Penalized Maximum Likelihood Estimator for Mixture of von Mises-Fisher Distributions

TL;DR

This paper introduces a penalized maximum likelihood estimator for finite mixtures of von Mises-Fisher distributions, addressing the issue of unbounded likelihood and demonstrating its consistency and practical performance.

Contribution

It proposes a novel penalized likelihood approach for mixture models of von Mises-Fisher distributions, ensuring well-defined estimation and proving its strong consistency.

Findings

The penalized estimator is strongly consistent.

An EM algorithm for the penalized likelihood is developed.

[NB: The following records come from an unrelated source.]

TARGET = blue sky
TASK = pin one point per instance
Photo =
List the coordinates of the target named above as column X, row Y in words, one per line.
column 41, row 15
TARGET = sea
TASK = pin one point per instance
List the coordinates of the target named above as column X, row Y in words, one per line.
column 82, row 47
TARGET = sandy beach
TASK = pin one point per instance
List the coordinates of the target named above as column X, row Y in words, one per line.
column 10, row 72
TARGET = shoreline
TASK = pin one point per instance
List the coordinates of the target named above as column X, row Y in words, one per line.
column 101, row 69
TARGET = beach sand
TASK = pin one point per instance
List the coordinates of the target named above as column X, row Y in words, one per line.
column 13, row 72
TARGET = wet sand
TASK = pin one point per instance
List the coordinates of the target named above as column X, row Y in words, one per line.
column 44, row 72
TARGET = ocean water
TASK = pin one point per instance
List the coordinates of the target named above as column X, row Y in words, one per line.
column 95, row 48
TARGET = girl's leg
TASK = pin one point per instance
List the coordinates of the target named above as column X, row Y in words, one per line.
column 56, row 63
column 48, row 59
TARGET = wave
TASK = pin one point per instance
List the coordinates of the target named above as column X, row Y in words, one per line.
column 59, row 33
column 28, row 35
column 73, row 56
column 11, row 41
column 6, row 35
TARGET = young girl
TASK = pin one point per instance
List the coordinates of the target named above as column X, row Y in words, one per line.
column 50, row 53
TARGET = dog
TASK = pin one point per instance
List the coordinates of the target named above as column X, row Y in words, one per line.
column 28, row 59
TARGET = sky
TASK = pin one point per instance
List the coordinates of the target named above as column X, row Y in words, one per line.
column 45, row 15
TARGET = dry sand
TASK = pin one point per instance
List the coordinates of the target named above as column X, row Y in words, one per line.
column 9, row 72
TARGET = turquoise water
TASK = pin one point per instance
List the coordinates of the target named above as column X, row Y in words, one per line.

Simulation studies show effective performance of the method.

Abstract

The von Mises-Fisher distribution is one of the most widely used probability distributions to describe directional data. Finite mixtures of von Mises-Fisher distributions have found numerous applications. However, the likelihood function for the finite mixture of von Mises-Fisher distributions is unbounded and consequently the maximum likelihood estimation is not well defined. To address the problem of likelihood degeneracy, we consider a penalized maximum likelihood approach whereby a penalty function is incorporated. We prove strong consistency of the resulting estimator. An Expectation-Maximization algorithm for the penalized likelihood function is developed and simulation studies are performed to examine its performance.